Overall, it seems that it isn't that straight forward to terminate the application from within the application itself. One way might be to make it hard fail on some custom exception taking care the latest offset is held constant and all data are processed, but that doesn't appear very satisfactory to me.

Terminating the application from outside (e.g. like suggested here) might be possible, but needs the application to communicate to the outside and feels quite a workaround.
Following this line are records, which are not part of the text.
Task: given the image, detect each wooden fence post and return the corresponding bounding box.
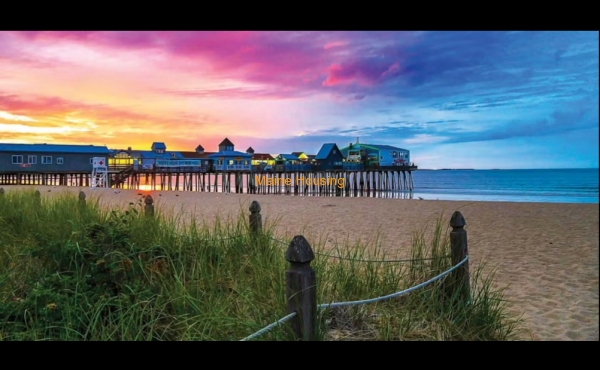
[285,235,317,341]
[450,211,471,302]
[249,200,262,235]
[144,195,154,216]
[79,191,85,207]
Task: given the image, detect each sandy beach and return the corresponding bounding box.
[2,185,599,341]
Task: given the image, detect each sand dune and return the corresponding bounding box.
[3,186,599,340]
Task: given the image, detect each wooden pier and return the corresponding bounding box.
[0,166,416,196]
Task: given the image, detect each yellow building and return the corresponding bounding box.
[252,153,275,166]
[292,152,308,162]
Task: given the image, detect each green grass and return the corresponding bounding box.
[0,191,524,341]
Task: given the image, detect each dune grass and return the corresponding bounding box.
[0,191,523,341]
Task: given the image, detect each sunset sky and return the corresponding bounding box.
[0,31,599,168]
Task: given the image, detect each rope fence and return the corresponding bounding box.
[241,256,469,341]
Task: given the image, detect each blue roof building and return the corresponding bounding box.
[315,143,343,171]
[208,138,252,171]
[0,143,111,173]
[340,143,411,167]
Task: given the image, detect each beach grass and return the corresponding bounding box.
[0,191,525,341]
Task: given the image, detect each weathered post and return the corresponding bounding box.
[450,211,471,302]
[144,195,154,216]
[249,200,262,236]
[285,235,317,341]
[79,191,85,207]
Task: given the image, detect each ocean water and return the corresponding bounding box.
[413,169,599,203]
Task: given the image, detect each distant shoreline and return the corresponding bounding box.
[415,167,600,172]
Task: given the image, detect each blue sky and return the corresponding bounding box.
[0,31,599,168]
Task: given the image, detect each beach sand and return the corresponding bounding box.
[2,186,599,341]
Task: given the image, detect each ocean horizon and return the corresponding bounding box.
[413,168,600,203]
[3,168,600,204]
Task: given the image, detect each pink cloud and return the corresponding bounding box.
[3,31,413,95]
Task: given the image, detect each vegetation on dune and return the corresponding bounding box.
[0,191,523,341]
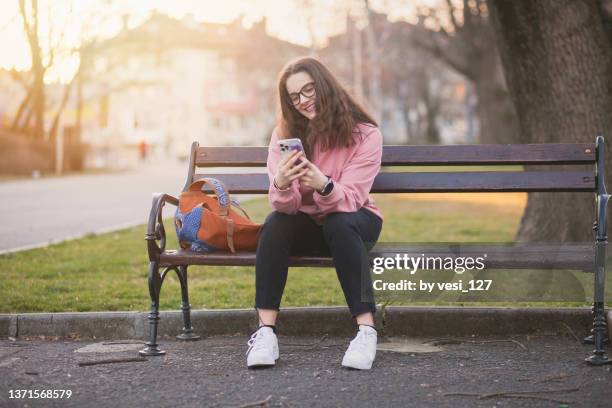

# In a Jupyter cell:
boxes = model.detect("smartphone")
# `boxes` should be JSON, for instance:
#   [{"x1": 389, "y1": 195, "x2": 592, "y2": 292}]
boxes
[{"x1": 278, "y1": 138, "x2": 304, "y2": 164}]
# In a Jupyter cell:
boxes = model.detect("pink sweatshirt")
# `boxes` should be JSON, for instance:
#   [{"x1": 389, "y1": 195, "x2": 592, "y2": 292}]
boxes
[{"x1": 267, "y1": 123, "x2": 383, "y2": 225}]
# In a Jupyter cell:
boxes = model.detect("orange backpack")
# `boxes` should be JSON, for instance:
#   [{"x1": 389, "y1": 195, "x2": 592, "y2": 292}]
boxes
[{"x1": 174, "y1": 177, "x2": 262, "y2": 252}]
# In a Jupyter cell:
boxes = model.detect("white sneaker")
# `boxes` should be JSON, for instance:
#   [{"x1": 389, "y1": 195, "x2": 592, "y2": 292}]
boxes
[
  {"x1": 342, "y1": 325, "x2": 377, "y2": 370},
  {"x1": 246, "y1": 326, "x2": 278, "y2": 367}
]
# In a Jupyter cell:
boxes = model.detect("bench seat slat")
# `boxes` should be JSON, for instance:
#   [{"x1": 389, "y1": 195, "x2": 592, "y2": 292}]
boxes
[
  {"x1": 160, "y1": 243, "x2": 595, "y2": 272},
  {"x1": 195, "y1": 143, "x2": 595, "y2": 167},
  {"x1": 194, "y1": 171, "x2": 596, "y2": 194}
]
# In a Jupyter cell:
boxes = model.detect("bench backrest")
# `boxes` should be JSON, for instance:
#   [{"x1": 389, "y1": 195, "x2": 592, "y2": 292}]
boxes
[{"x1": 185, "y1": 138, "x2": 603, "y2": 194}]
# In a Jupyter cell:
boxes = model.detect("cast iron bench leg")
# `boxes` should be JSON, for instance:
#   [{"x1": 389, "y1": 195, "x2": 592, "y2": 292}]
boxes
[
  {"x1": 176, "y1": 266, "x2": 200, "y2": 341},
  {"x1": 138, "y1": 262, "x2": 166, "y2": 356},
  {"x1": 585, "y1": 180, "x2": 612, "y2": 365}
]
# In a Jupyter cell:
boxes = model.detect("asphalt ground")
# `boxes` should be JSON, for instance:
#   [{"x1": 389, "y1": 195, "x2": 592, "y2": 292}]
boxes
[{"x1": 0, "y1": 333, "x2": 612, "y2": 408}]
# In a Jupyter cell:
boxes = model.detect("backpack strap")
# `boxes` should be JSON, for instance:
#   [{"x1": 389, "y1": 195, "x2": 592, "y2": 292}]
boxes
[
  {"x1": 226, "y1": 217, "x2": 236, "y2": 253},
  {"x1": 188, "y1": 177, "x2": 231, "y2": 217},
  {"x1": 230, "y1": 198, "x2": 251, "y2": 220}
]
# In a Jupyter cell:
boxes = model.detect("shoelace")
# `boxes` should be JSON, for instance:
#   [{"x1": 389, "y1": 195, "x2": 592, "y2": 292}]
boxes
[
  {"x1": 349, "y1": 331, "x2": 369, "y2": 352},
  {"x1": 246, "y1": 330, "x2": 264, "y2": 355}
]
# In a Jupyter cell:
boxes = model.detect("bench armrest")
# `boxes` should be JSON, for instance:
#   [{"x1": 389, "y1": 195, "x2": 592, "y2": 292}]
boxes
[{"x1": 145, "y1": 193, "x2": 178, "y2": 262}]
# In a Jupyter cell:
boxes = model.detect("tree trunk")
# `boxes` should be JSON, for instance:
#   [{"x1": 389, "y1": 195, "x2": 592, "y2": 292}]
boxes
[{"x1": 489, "y1": 0, "x2": 612, "y2": 242}]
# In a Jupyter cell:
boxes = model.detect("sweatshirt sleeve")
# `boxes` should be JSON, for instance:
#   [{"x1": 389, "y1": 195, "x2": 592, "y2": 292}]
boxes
[
  {"x1": 313, "y1": 128, "x2": 383, "y2": 214},
  {"x1": 267, "y1": 129, "x2": 302, "y2": 214}
]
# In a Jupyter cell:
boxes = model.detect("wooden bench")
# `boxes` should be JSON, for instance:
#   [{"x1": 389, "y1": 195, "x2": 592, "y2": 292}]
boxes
[{"x1": 140, "y1": 136, "x2": 609, "y2": 364}]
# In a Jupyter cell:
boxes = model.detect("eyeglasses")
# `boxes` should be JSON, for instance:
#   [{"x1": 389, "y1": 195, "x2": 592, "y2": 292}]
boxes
[{"x1": 289, "y1": 82, "x2": 315, "y2": 106}]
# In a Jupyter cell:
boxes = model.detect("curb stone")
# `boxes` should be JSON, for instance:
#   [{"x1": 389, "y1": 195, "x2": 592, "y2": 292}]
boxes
[{"x1": 0, "y1": 306, "x2": 612, "y2": 340}]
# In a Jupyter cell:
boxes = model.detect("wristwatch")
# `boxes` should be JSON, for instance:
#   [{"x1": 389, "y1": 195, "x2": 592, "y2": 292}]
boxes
[{"x1": 318, "y1": 176, "x2": 334, "y2": 196}]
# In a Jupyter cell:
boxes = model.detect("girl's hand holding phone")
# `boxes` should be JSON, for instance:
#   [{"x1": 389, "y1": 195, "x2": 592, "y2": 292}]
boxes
[
  {"x1": 300, "y1": 159, "x2": 327, "y2": 192},
  {"x1": 274, "y1": 150, "x2": 310, "y2": 190}
]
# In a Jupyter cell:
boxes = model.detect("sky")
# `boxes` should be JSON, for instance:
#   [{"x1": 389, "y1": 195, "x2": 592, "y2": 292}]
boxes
[{"x1": 0, "y1": 0, "x2": 414, "y2": 82}]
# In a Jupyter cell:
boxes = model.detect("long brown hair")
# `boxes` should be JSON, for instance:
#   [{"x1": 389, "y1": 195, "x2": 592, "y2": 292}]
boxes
[{"x1": 277, "y1": 57, "x2": 378, "y2": 157}]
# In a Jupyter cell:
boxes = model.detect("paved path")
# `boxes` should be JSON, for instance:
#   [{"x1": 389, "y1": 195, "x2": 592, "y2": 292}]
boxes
[
  {"x1": 0, "y1": 161, "x2": 260, "y2": 253},
  {"x1": 0, "y1": 336, "x2": 612, "y2": 408}
]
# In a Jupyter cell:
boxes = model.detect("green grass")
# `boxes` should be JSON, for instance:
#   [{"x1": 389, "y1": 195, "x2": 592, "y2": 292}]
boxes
[{"x1": 0, "y1": 195, "x2": 612, "y2": 313}]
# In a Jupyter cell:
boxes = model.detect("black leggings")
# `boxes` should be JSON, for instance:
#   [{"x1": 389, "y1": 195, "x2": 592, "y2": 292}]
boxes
[{"x1": 255, "y1": 208, "x2": 382, "y2": 317}]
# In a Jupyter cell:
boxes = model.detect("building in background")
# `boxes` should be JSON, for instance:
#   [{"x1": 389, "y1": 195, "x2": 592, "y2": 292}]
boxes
[{"x1": 81, "y1": 13, "x2": 307, "y2": 167}]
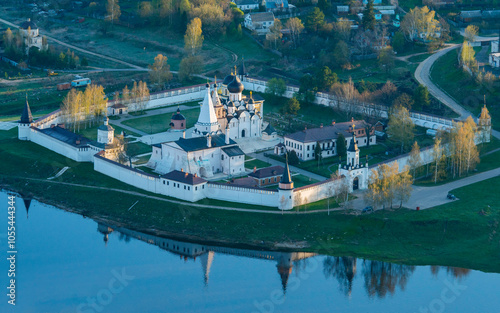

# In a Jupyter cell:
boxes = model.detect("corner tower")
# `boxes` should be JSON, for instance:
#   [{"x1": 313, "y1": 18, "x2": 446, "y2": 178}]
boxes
[
  {"x1": 278, "y1": 154, "x2": 293, "y2": 210},
  {"x1": 193, "y1": 83, "x2": 220, "y2": 137},
  {"x1": 17, "y1": 95, "x2": 33, "y2": 140}
]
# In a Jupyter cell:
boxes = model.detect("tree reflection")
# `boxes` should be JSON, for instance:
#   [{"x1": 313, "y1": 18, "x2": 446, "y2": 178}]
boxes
[
  {"x1": 363, "y1": 260, "x2": 415, "y2": 298},
  {"x1": 323, "y1": 256, "x2": 356, "y2": 296},
  {"x1": 431, "y1": 265, "x2": 470, "y2": 280}
]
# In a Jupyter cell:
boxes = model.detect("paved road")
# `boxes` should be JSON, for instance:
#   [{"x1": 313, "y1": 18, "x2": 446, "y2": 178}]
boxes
[
  {"x1": 109, "y1": 105, "x2": 197, "y2": 136},
  {"x1": 404, "y1": 168, "x2": 500, "y2": 209},
  {"x1": 0, "y1": 18, "x2": 147, "y2": 70},
  {"x1": 415, "y1": 45, "x2": 471, "y2": 120},
  {"x1": 248, "y1": 152, "x2": 327, "y2": 181}
]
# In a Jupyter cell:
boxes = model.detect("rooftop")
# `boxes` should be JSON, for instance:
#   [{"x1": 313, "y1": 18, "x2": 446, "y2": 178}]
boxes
[
  {"x1": 174, "y1": 135, "x2": 236, "y2": 152},
  {"x1": 222, "y1": 146, "x2": 245, "y2": 157},
  {"x1": 35, "y1": 126, "x2": 92, "y2": 148},
  {"x1": 285, "y1": 120, "x2": 369, "y2": 142},
  {"x1": 248, "y1": 165, "x2": 285, "y2": 178},
  {"x1": 161, "y1": 170, "x2": 206, "y2": 185},
  {"x1": 250, "y1": 11, "x2": 274, "y2": 22}
]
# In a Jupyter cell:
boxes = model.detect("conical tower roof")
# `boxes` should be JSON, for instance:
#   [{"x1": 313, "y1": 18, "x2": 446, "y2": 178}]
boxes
[
  {"x1": 238, "y1": 58, "x2": 247, "y2": 76},
  {"x1": 200, "y1": 251, "x2": 214, "y2": 286},
  {"x1": 280, "y1": 154, "x2": 292, "y2": 184},
  {"x1": 20, "y1": 95, "x2": 33, "y2": 124},
  {"x1": 196, "y1": 84, "x2": 217, "y2": 131}
]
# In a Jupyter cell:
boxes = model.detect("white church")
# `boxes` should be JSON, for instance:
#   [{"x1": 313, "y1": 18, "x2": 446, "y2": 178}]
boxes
[{"x1": 148, "y1": 67, "x2": 264, "y2": 179}]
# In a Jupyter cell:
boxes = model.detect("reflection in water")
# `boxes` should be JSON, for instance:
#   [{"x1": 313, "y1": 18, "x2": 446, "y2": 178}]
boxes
[
  {"x1": 97, "y1": 217, "x2": 470, "y2": 298},
  {"x1": 97, "y1": 222, "x2": 316, "y2": 293},
  {"x1": 323, "y1": 256, "x2": 356, "y2": 296},
  {"x1": 363, "y1": 260, "x2": 415, "y2": 298}
]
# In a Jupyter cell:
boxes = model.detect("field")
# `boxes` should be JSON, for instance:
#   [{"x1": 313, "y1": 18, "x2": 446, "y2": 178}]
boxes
[
  {"x1": 431, "y1": 49, "x2": 500, "y2": 129},
  {"x1": 122, "y1": 107, "x2": 200, "y2": 134},
  {"x1": 0, "y1": 125, "x2": 500, "y2": 272}
]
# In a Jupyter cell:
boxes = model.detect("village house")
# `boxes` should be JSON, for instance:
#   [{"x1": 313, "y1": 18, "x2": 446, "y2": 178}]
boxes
[
  {"x1": 489, "y1": 52, "x2": 500, "y2": 68},
  {"x1": 282, "y1": 120, "x2": 377, "y2": 161},
  {"x1": 244, "y1": 12, "x2": 274, "y2": 35},
  {"x1": 19, "y1": 19, "x2": 47, "y2": 53},
  {"x1": 234, "y1": 0, "x2": 260, "y2": 12},
  {"x1": 248, "y1": 165, "x2": 285, "y2": 187}
]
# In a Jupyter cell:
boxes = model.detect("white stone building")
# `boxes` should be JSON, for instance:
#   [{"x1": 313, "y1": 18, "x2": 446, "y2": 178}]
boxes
[
  {"x1": 489, "y1": 52, "x2": 500, "y2": 68},
  {"x1": 234, "y1": 0, "x2": 260, "y2": 12},
  {"x1": 19, "y1": 19, "x2": 47, "y2": 53},
  {"x1": 243, "y1": 12, "x2": 274, "y2": 35},
  {"x1": 282, "y1": 120, "x2": 377, "y2": 161}
]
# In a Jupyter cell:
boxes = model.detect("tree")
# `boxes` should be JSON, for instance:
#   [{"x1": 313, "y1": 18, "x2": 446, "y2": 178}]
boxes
[
  {"x1": 280, "y1": 98, "x2": 300, "y2": 128},
  {"x1": 333, "y1": 18, "x2": 352, "y2": 42},
  {"x1": 378, "y1": 47, "x2": 394, "y2": 73},
  {"x1": 190, "y1": 3, "x2": 226, "y2": 37},
  {"x1": 288, "y1": 150, "x2": 300, "y2": 165},
  {"x1": 432, "y1": 136, "x2": 445, "y2": 184},
  {"x1": 408, "y1": 141, "x2": 422, "y2": 177},
  {"x1": 286, "y1": 17, "x2": 304, "y2": 48},
  {"x1": 392, "y1": 32, "x2": 405, "y2": 52},
  {"x1": 392, "y1": 92, "x2": 414, "y2": 111},
  {"x1": 318, "y1": 0, "x2": 330, "y2": 12},
  {"x1": 106, "y1": 0, "x2": 122, "y2": 24},
  {"x1": 266, "y1": 77, "x2": 286, "y2": 97},
  {"x1": 460, "y1": 41, "x2": 477, "y2": 71},
  {"x1": 316, "y1": 66, "x2": 339, "y2": 91},
  {"x1": 413, "y1": 84, "x2": 431, "y2": 109},
  {"x1": 184, "y1": 17, "x2": 203, "y2": 56},
  {"x1": 3, "y1": 28, "x2": 14, "y2": 48},
  {"x1": 361, "y1": 0, "x2": 377, "y2": 31},
  {"x1": 387, "y1": 107, "x2": 415, "y2": 153},
  {"x1": 336, "y1": 133, "x2": 347, "y2": 158},
  {"x1": 138, "y1": 1, "x2": 153, "y2": 18},
  {"x1": 314, "y1": 140, "x2": 323, "y2": 169},
  {"x1": 266, "y1": 19, "x2": 283, "y2": 49},
  {"x1": 179, "y1": 0, "x2": 191, "y2": 14},
  {"x1": 306, "y1": 7, "x2": 325, "y2": 32},
  {"x1": 394, "y1": 166, "x2": 413, "y2": 208},
  {"x1": 464, "y1": 25, "x2": 479, "y2": 42},
  {"x1": 149, "y1": 54, "x2": 172, "y2": 89},
  {"x1": 179, "y1": 56, "x2": 203, "y2": 81},
  {"x1": 400, "y1": 7, "x2": 439, "y2": 41}
]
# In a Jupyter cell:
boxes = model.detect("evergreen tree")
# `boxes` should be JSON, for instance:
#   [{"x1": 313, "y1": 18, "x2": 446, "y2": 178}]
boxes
[
  {"x1": 361, "y1": 0, "x2": 376, "y2": 30},
  {"x1": 336, "y1": 133, "x2": 347, "y2": 159}
]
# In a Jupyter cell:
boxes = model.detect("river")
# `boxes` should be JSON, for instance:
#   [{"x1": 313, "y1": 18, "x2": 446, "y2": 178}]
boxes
[{"x1": 0, "y1": 192, "x2": 500, "y2": 313}]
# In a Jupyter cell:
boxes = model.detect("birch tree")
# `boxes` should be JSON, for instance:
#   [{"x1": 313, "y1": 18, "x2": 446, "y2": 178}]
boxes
[
  {"x1": 285, "y1": 17, "x2": 304, "y2": 48},
  {"x1": 387, "y1": 106, "x2": 415, "y2": 153},
  {"x1": 184, "y1": 17, "x2": 204, "y2": 56},
  {"x1": 106, "y1": 0, "x2": 122, "y2": 24},
  {"x1": 408, "y1": 141, "x2": 422, "y2": 177}
]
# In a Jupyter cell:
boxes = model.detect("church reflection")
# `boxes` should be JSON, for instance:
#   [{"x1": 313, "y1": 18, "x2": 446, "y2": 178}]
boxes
[{"x1": 97, "y1": 218, "x2": 470, "y2": 298}]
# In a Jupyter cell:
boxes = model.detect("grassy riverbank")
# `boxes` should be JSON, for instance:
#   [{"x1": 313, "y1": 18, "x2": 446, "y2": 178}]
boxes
[{"x1": 0, "y1": 126, "x2": 500, "y2": 272}]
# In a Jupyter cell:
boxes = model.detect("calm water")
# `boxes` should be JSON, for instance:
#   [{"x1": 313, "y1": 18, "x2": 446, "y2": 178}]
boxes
[{"x1": 0, "y1": 193, "x2": 500, "y2": 313}]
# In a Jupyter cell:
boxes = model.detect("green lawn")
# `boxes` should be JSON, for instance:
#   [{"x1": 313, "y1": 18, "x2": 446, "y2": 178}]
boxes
[
  {"x1": 431, "y1": 49, "x2": 500, "y2": 129},
  {"x1": 245, "y1": 159, "x2": 271, "y2": 169},
  {"x1": 0, "y1": 125, "x2": 500, "y2": 272},
  {"x1": 122, "y1": 108, "x2": 200, "y2": 134}
]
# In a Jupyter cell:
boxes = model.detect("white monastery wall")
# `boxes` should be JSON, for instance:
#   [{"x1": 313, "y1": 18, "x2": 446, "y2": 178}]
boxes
[
  {"x1": 206, "y1": 183, "x2": 279, "y2": 207},
  {"x1": 292, "y1": 178, "x2": 342, "y2": 206},
  {"x1": 29, "y1": 128, "x2": 95, "y2": 162}
]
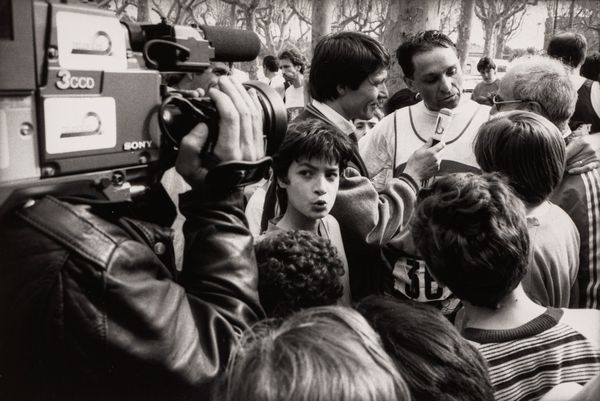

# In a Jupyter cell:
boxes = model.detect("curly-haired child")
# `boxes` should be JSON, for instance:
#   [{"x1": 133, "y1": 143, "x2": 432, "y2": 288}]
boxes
[{"x1": 255, "y1": 231, "x2": 344, "y2": 318}]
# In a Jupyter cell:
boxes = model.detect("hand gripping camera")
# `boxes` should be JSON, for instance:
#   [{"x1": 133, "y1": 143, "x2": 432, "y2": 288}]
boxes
[{"x1": 0, "y1": 0, "x2": 287, "y2": 215}]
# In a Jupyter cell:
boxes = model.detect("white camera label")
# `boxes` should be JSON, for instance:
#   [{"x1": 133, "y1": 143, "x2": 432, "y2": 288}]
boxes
[
  {"x1": 44, "y1": 97, "x2": 117, "y2": 154},
  {"x1": 56, "y1": 11, "x2": 127, "y2": 71}
]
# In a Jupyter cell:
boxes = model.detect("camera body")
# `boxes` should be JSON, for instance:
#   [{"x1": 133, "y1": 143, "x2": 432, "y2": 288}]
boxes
[{"x1": 0, "y1": 0, "x2": 285, "y2": 215}]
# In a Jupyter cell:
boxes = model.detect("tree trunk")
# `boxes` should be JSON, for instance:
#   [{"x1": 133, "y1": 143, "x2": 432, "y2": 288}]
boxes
[
  {"x1": 137, "y1": 0, "x2": 152, "y2": 22},
  {"x1": 456, "y1": 0, "x2": 475, "y2": 68},
  {"x1": 383, "y1": 0, "x2": 440, "y2": 96},
  {"x1": 483, "y1": 22, "x2": 496, "y2": 57},
  {"x1": 494, "y1": 19, "x2": 508, "y2": 58},
  {"x1": 311, "y1": 0, "x2": 335, "y2": 50}
]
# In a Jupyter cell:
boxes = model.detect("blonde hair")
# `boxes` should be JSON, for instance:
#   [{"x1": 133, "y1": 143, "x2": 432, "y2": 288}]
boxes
[{"x1": 219, "y1": 306, "x2": 410, "y2": 401}]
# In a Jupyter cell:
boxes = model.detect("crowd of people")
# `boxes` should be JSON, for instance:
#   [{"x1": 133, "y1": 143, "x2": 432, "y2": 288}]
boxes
[{"x1": 0, "y1": 24, "x2": 600, "y2": 401}]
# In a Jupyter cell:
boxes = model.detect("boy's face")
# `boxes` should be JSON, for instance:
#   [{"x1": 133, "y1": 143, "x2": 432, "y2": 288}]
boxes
[
  {"x1": 353, "y1": 117, "x2": 379, "y2": 139},
  {"x1": 279, "y1": 159, "x2": 340, "y2": 220},
  {"x1": 279, "y1": 58, "x2": 300, "y2": 83},
  {"x1": 480, "y1": 68, "x2": 496, "y2": 84}
]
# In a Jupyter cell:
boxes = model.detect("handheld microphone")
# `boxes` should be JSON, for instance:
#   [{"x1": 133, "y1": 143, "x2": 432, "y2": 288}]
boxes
[{"x1": 432, "y1": 108, "x2": 454, "y2": 145}]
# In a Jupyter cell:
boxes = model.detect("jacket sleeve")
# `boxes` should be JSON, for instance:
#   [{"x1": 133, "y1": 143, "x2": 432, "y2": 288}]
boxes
[
  {"x1": 102, "y1": 188, "x2": 263, "y2": 398},
  {"x1": 332, "y1": 163, "x2": 418, "y2": 247}
]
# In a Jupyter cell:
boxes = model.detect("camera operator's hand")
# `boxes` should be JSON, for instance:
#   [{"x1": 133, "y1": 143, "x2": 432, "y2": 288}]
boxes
[{"x1": 175, "y1": 76, "x2": 265, "y2": 187}]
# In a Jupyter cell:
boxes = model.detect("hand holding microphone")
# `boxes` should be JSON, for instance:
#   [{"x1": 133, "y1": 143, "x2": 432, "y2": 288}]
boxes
[{"x1": 404, "y1": 108, "x2": 453, "y2": 186}]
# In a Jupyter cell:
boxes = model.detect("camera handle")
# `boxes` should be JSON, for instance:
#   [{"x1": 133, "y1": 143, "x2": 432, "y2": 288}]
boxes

chaoqin-li1123 commented 3 weeks ago

You can try to call query.processAllAvailable(), the query will terminate if the offset returned by latestOffset() doesn't advance. @n8shadow

n8shadow commented 2 weeks ago

Yes, this works. I have multiple endpoints of same type that I retrieve data from which I start as separate streams. It seems that all queries become blocked if the final offset is reached (meaning latestOffset() doesn't advance) for a single one, but I can work around that by doing the api requests centrally. Finally, I am listening to the query status and stop the query if no further data arrive. Thank you so much!

chaoqin-li1123 commented 2 weeks ago

That is unexpected, if you call query.processAllAvailable() for different queries, they are independent. @n8shadow

n8shadow commented 2 weeks ago

It seems that the processAllAvailable() call wasn't correctly distributed across queries. This is fixed now and the solution is a proper one, though must be tested in our bigger framework. Thank you once more!